# Let's Talk About Death - Your Death



## Ed Walsh (Dec 17, 2022)

Greetings Pilgrims,

*A word on my qualifications to talk about death.*​
My Introduce Yourself post was on April 15th, 2015. Since then, I've made 2,502 posts and have received nearly that many reactions. And it occurred to me tonight that I don't think that I ever posted on the subject of death and dying--and that is very strange. Let me explain.

I first came to "know God, or rather to be known by God" (Galatians 4:9) when I was 20. I am now 71. Since then, there is no subject that I have spent more time meditating on, or reading about, than my death. Just ask my wife, and she'll tell you I drive her totally crazy with the subject. The best way I can illustrate this to you is to tell you about the first year of my salvation and this past week. I'll leave it to your imagination to fill in the 51 years in between. 

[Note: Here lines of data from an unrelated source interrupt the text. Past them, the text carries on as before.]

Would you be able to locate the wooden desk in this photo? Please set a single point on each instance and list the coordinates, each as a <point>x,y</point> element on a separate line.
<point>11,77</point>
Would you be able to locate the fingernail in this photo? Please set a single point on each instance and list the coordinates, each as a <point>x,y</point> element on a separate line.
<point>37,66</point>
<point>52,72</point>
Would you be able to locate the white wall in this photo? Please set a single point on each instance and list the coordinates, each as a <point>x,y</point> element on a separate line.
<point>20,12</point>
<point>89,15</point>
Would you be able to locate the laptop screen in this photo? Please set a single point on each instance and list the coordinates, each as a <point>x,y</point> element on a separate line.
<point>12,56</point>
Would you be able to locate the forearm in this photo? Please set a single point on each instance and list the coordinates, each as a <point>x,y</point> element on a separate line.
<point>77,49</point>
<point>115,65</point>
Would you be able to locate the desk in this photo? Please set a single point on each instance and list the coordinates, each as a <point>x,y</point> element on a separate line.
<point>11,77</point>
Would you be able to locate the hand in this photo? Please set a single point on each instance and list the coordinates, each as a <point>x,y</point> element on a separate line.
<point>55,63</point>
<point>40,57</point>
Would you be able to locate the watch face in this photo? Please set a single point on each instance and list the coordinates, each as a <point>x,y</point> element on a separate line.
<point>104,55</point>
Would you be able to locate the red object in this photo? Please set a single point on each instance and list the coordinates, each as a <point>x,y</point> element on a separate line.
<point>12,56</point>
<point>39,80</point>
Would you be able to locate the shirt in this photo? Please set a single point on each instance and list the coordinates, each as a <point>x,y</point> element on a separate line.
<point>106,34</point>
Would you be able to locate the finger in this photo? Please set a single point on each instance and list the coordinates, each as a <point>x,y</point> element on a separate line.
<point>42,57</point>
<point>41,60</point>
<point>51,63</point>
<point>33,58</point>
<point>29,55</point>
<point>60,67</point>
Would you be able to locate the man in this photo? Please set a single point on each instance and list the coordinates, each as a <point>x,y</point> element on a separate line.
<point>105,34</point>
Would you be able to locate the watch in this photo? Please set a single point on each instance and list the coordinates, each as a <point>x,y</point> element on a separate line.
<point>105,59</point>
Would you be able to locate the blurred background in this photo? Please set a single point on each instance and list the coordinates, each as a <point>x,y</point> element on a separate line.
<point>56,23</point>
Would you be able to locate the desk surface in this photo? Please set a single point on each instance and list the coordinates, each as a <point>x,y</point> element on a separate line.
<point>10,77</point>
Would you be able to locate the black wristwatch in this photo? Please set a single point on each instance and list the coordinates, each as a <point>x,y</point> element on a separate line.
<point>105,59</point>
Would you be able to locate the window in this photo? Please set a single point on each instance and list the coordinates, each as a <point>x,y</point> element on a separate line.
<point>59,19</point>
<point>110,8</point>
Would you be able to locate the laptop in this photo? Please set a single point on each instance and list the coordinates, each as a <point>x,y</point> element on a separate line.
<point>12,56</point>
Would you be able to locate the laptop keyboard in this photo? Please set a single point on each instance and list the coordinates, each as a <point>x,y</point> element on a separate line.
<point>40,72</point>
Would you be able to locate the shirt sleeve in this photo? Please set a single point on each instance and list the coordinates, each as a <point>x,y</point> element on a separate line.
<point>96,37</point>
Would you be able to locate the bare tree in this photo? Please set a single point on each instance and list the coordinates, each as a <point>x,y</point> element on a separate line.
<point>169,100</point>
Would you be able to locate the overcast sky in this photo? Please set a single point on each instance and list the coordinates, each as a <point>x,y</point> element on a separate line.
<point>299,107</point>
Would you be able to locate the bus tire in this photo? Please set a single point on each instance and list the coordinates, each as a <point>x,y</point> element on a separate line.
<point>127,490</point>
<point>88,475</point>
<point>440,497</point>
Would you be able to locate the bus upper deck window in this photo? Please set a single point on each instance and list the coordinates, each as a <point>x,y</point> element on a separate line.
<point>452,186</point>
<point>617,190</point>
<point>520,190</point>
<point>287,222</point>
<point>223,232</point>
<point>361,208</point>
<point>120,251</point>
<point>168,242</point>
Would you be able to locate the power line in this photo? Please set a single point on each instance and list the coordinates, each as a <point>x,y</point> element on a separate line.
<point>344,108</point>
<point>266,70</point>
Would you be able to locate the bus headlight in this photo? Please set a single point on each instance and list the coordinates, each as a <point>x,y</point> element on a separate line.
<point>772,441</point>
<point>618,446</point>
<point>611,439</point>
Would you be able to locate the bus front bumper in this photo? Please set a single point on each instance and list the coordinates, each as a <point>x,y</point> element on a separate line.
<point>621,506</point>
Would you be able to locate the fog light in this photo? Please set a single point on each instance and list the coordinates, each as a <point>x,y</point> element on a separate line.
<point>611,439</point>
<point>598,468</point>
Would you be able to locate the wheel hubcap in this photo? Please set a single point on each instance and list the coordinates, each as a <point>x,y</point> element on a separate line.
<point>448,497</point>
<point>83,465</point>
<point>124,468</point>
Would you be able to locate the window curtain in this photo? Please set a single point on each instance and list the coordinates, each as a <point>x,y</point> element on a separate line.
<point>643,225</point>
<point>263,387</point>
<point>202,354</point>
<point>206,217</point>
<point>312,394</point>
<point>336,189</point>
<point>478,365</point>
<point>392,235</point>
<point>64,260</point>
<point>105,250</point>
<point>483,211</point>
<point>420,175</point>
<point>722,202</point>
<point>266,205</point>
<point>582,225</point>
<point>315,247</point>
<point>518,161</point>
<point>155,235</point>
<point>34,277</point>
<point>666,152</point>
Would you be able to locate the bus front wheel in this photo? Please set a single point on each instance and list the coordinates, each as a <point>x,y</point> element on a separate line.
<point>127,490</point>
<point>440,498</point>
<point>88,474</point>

As a brand new Christian, I would often visit a cemetery and pray and meditate about everything, but especially about my coming death and how it could come suddenly before I take my next breath. I've had a difficult time for the past month or so, but the point I want to make is where I turned for encouragement this past week. Any guesses? Give up? In the past week, I read all 12 chapters of Ecclesiastes three times, stopping to meditate and study a verse here and there, but mainly just taking it all in. The first time I was completely alone on the Appalachian Trail and read through all 12 verses at one time. And something so neat happened when I read the very last verse of the last chapter. I was smiling ear to ear and fantasized, thinking, "Wouldn't it be wonderful if the Lord took me right now? How utterly appropriate that would be."
Perhaps Spurgeon said it best:
“He who does not prepare for death is more than an ordinary fool. He is a madman. Seek grace to live, therefore, as one prepared to die temporally, and to die as one prepared to live eternally."

Well, I've said too much already, so I'm going to turn it over to what I think is a relatively obscure portion from the Westminster divines' Directory for the Public Worship of God. Did you know that in the ten years they deliberated on the Standards, the first order of business was this directory on the public worship of God?

*Concerning Visitation of the Sick *​
It is the duty of the minister not only to teach the people committed to his charge in public, but privately; and particularly to admonish, exhort, reprove, and comfort them, upon all seasonable occasions, so far as his time, strength, and personal safety will permit.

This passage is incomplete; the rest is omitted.